Les échantillons d’eau prélevés pour les analyses microbiennes peuvent être facilement contaminés. Les outils et les récipients utilisés pour prélever et conserver l’échantillon doivent être propres et exempts de microorganismes. La plupart des laboratoires fournissent sur demande des flacons stériles.

On puise l’échantillon à l’endroit où l’eau entre en contact avec les fruits ou les légumes — par exemple, à sa sortie d’un diffuseur. On peut aussi prendre l’échantillon directement à la source d’eau. Dans le cas d’une eau de surface, on leste le seau ou la tasse à échantillonner de manière à l’enfoncer aussi près que possible de la prise d’eau. Pour échantillonner l’eau qui sort du réseau d’irrigation, faire marcher celui-ci pendant au moins quinze minutes avant de prendre l’échantillon au niveau d’un goutteur ou d’un asperseur. Placer l’échantillon d’eau immédiatement au réfrigérateur et le faire parvenir au laboratoire, par transport réfrigéré, dans les vingt-quatre heures.

Choisir un laboratoire d’analyses

Certains bureaux de santé fournissent des services d’analyses. La liste des bureaux de santé est affichée sur le site du Santé Public Ontario.

Plusieurs laboratoires de l’Ontario réalisent des analyses microbiennes de l’eau. Choisir un laboratoire qui est accrédité par un organisme de certification reconnu (p. ex. le Conseil canadien des normes).

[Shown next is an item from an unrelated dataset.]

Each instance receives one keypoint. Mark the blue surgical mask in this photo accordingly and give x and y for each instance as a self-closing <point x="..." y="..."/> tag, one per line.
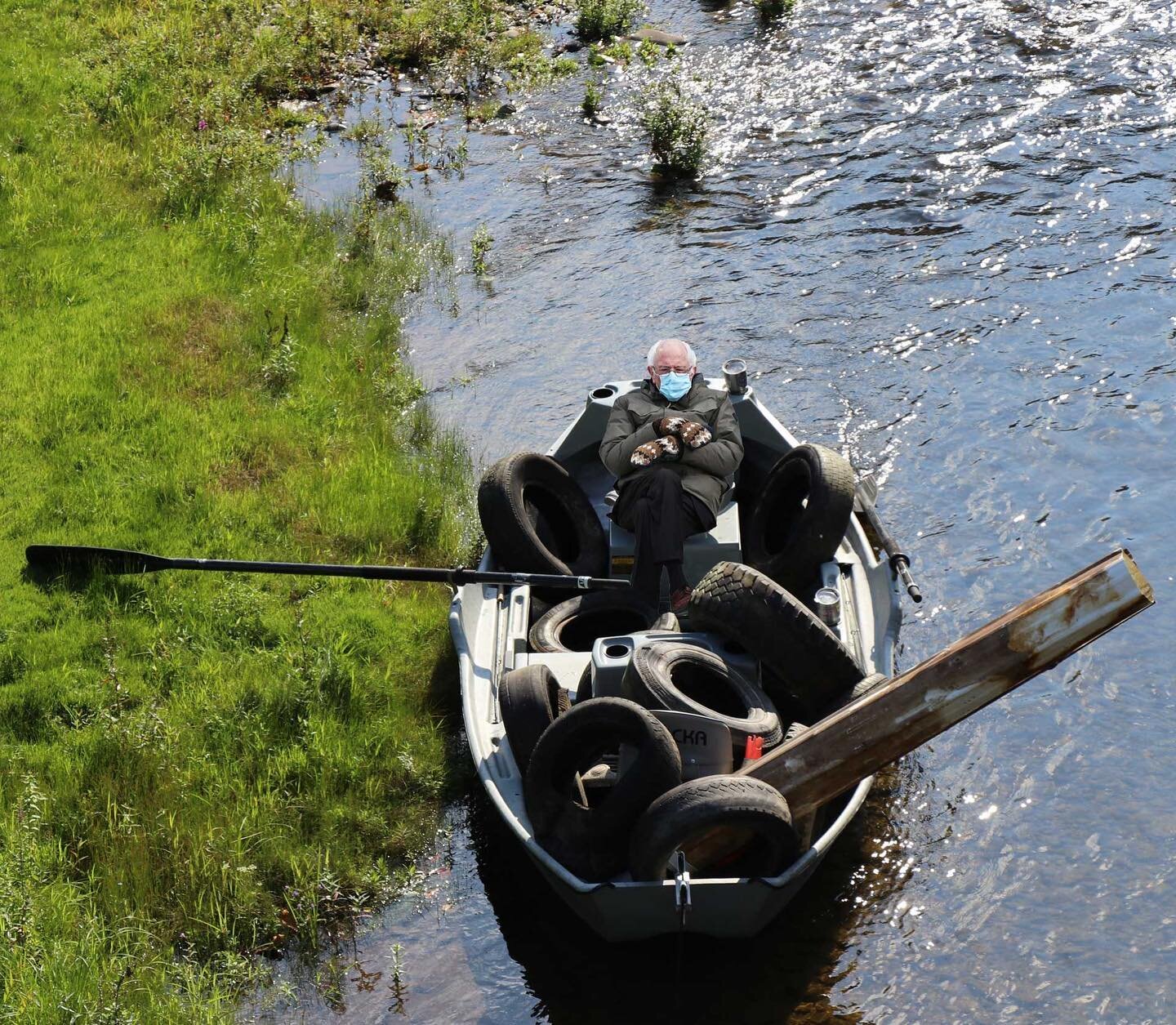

Préciser sur l’échantillon de quelle source il provient (eau de surface ou puits), parce que les normes sont différentes selon qu’il s’agit d’eau potable ou d’eau d’irrigation. Conserver en dossier une copie de tous les rapports d’analyses. Le producteur qui utilise de l’eau municipale doit obtenir de la municipalité des copies des rapports sur la qualité de l’eau et les ranger dans ses dossiers.

Fréquence des analyses

La fréquence des analyses d’eau est fonction des facteurs de risque dont il a été question plus haut (p. ex. le type de culture) et la variabilité de la source d’eau (p. ex. réseau municipal ou rivière). Quand l’eau provient d’une source présentant un plus grand risque ou dont la qualité est sujette à variation, augmenter la fréquence des analyses. Certains programmes de salubrité des aliments à la ferme recommandent une analyse annuelle, au début de la saison de végétation, quand l’eau est fournie par des puits fermés, souterrains ou obturés, et une analyse au moins trimestrielle durant la saison de végétation, quand l’eau vient d’une source de surface. Cependant, pour les cultures à plus haut risque, comme la laitue, certains acheteurs exigent que les producteurs fassent analyser l’eau tous les mois.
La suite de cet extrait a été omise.